I punched a man in the face yesterday. To determine if I'm a violent person it's important to know whether I punched a man who was pushing his child on a swing set, or whether I punched a man who was crawling through a window in my home.
"When Coinbase announced it would be opening an office in Portland, Ore., several Black employees in the compliance department who worked remotely were told to move there or reapply for new jobs, four former employees said."
"All of the Black workers in the compliance division ended up among the group of 15 who left."
Without concrete evidence of discrimination in the article, my mind jumps to this being the pivotal cause of the stats, one team getting asked to relocate and that team being disproportionate in its demographics.
I know from co-workers that the company once had a strong stance against remote work and made limited exceptions. I can see that being a source of a lot of discontent. Asking folks to move to a new city is a big ask too; I could see the company having handled that poorly.
On the upside CB shifted to remote-first which should be great for being able to have a more diverse workforce. And contrary to some of the comments here, I take that as strong evidence of the ability for our leadership team to acknowledge mistakes and course correct.
Learning the true context is most important. This could be done by corroborating allegations for example.
N = 15 while p ≈ 20. It has been a while since I have taken a stats class, but that sample seems plenty large enough to me.
>Learning the true context is most important. This could be done by corroborating allegations for example.
Corroborating is exactly what journalists do. From the article:
>five people with knowledge of the situation said.
>But according to 23 current and former Coinbase employees, five of whom spoke on the record, as well as internal documents and recordings of conversations
>according to a recording of the session shared with The New York Times
>In a company email he sent later, which was also shared with The Times
>wrote in a Slack message that was viewed by The Times.
>three people briefed on the situation said
>according to a recording of the event
>according to a copy of the message seen by The Times
>according to a copy reviewed by The Times.
>two people with knowledge of the situation said
The NYT talked to dozens of people, watched/listened to multiple recordings, and viewed numerous emails and Slack messages. This story is corroborated.

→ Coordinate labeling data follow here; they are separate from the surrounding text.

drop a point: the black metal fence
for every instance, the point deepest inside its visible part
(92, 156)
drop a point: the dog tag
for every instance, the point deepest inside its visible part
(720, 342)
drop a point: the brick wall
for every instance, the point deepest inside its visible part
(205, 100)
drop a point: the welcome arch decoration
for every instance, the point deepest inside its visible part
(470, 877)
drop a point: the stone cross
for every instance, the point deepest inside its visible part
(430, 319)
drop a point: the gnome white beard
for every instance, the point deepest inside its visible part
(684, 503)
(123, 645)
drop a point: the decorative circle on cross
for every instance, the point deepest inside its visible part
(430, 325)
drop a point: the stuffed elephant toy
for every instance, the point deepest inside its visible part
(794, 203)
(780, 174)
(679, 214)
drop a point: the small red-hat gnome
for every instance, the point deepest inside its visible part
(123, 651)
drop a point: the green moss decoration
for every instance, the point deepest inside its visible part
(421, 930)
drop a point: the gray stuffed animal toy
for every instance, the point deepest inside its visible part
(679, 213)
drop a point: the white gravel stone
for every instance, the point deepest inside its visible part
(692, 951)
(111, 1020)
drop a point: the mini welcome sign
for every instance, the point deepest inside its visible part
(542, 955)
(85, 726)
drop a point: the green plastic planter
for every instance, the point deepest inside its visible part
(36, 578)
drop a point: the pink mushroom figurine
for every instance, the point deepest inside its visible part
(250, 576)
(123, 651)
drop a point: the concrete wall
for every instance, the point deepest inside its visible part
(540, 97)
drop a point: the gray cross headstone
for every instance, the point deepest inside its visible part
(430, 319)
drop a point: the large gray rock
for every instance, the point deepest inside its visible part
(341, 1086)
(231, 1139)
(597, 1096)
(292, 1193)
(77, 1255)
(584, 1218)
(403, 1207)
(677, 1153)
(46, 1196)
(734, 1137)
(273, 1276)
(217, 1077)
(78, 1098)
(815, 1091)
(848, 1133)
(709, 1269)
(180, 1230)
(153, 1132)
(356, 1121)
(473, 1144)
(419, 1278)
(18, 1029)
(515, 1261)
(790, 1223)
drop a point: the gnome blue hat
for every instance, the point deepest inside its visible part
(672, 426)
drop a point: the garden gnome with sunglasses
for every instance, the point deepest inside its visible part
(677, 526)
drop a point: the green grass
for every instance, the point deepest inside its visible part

Yes that's what was asked; which ones?
> especially when n=15(if this was a statistical study on insulin response to artificial sweeteners, people would be saying the sample size is too small to draw conclusions)
And those people would be wrong. It's incorrect to dismiss a study based on sample size without a discussion of significance and effect size in the context of the data.
Moreover I reject the premise that you should be assessing this story quantitatively rather than qualitatively. But if you insist: what are your priors on whether or not a given company engaged in discrimination, and how do these change if you're told 75% of employees of a particular demographic stated there was discrimination?